School wallcharts: History and Research
About the history of school wallcharts
The beginning of school wallcharts is closely linked to the history of the illustration of schoolbooks. It is known that enlarged images from Basedow’s ‚Elementarwerk‘ were already used as school wallcharts at the public examination in the Dessauer Philanthropin in 1776. However, only after the invention and widespread circulation of the lithography was it technically possible and economically affordable to realize the philanthropist’s suggestion to produce large images for teaching which are visible for the entire class.
One of the first image series which was then developed is called “Methodische Bildertafeln zum Gebrauch beim Anschauungsunterricht in Elementar- und Kleinkinderschulen, besonders beim Taubstummen-Unterricht" (≈ methodical picture charts for the use in visual instruction in primary school, especially for teaching deaf-mute) from the year 1837, published by Ludwig Reimer and Carl Wilke.

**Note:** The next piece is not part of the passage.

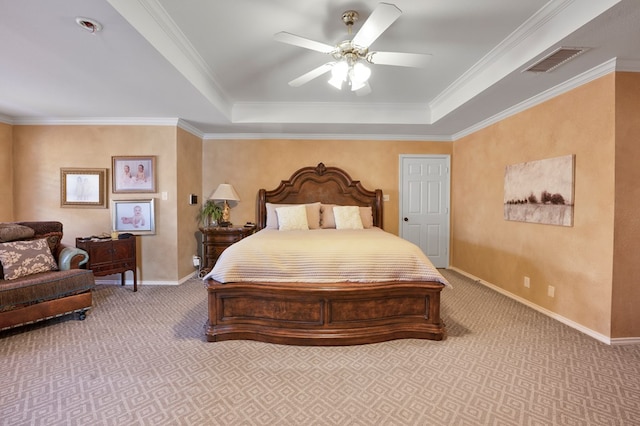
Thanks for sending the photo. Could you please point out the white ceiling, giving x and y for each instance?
(213, 67)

In the second half of the 19th century, the close connection of book image and wallchart dissolves. School wallcharts obtain their own didactic-methodical status alongside to schoolbooks. The peak period of this teaching medium then starts, and covers the first third of the 20th century.
Starting in the 1870es, hundreds of series were published, often consisting of dozens of single images, especially for the first visual and language lessons, the subjects Religious Education, Geography, Natural History, but also for Arithmetic, Natural Philosophy, Technology, Drawing and even for Sports Instruction. This development was also encouraged by the didactic-methodical discourse of that time.
Due to the continuous distribution of technical projection media like diapositives, films and overhead transparencies, school wallcharts begin to lose their central position in teaching starting at the end of the 1960s. Today, only a small number of wallchart series are published. Moreover, multiply printed photographs have replaced the artistically designed charts.
About the research relevance of school wallcharts
The importance of visual sources for the Educational Sciences were not realised for a long time. Up until the 1980s, iconic materials only played a marginal role within educational research. Only when the historical Education turned away from the social sciences and turned to the real and social history more and more as well as to the micro-perspective questions, the focus on written sources was reduced. In connection to this development, the great value of historical sources like school wallcharts was realised as well. Alongside to schoolbooks, these visual teaching materials functioned as a central teaching medium for more than one century, up to the 1960s. They reflect the entire school knowledge of this time.
For the research of Educational Philosophy
School wallcharts, as the main visual media in schools, have had a great impact on the concept of history and the own identity for generations and they have shaped a national-cultural self-concept. School wallcharts as historical visual media belong to the context of the politics of images in a special manner. They are fictions of their time and are part of the cultural memory of European societies as historical contingent symbolic forms of meaning of self and world. School wallcharts are elements of a ‚reality politic‘ which focusses on establishing a fictional normativity in form of a specific order of reality. Therefore, the sources provide the possibility to conduct research concerning what was supposed to have been the norm because a specific space-time order as well as a social taste were incorporated through images.
For the cultural-historical research
School wallcharts are classic sources of zeitgeist research. The everyday views and opinions, stereotypes and positions, tendencies of taste and feeling of the time of origin are manifested in the content and formal design elements of school wallcharts. Furthermore, they offer a wide selection for different subject-specific historical questions.
For the aestethic research
School wallcharts were not only made for teaching, but also followed art educational intentions and had a great impact on the children’s artistic development of taste. Therefore, the wallcharts are also important documents of everyday aesthetics. They offer many important possibilities for art-historical and art-theoretical research aspects.
For the didactic and media-educational research
All central didactic questions about visualisation can be studied with the help of demonstrational images. Furthermore, due to the growing iconisation of our world, they experience exemplary meaning for the present media-educational discussion concerning the development of ‘visual literacy’.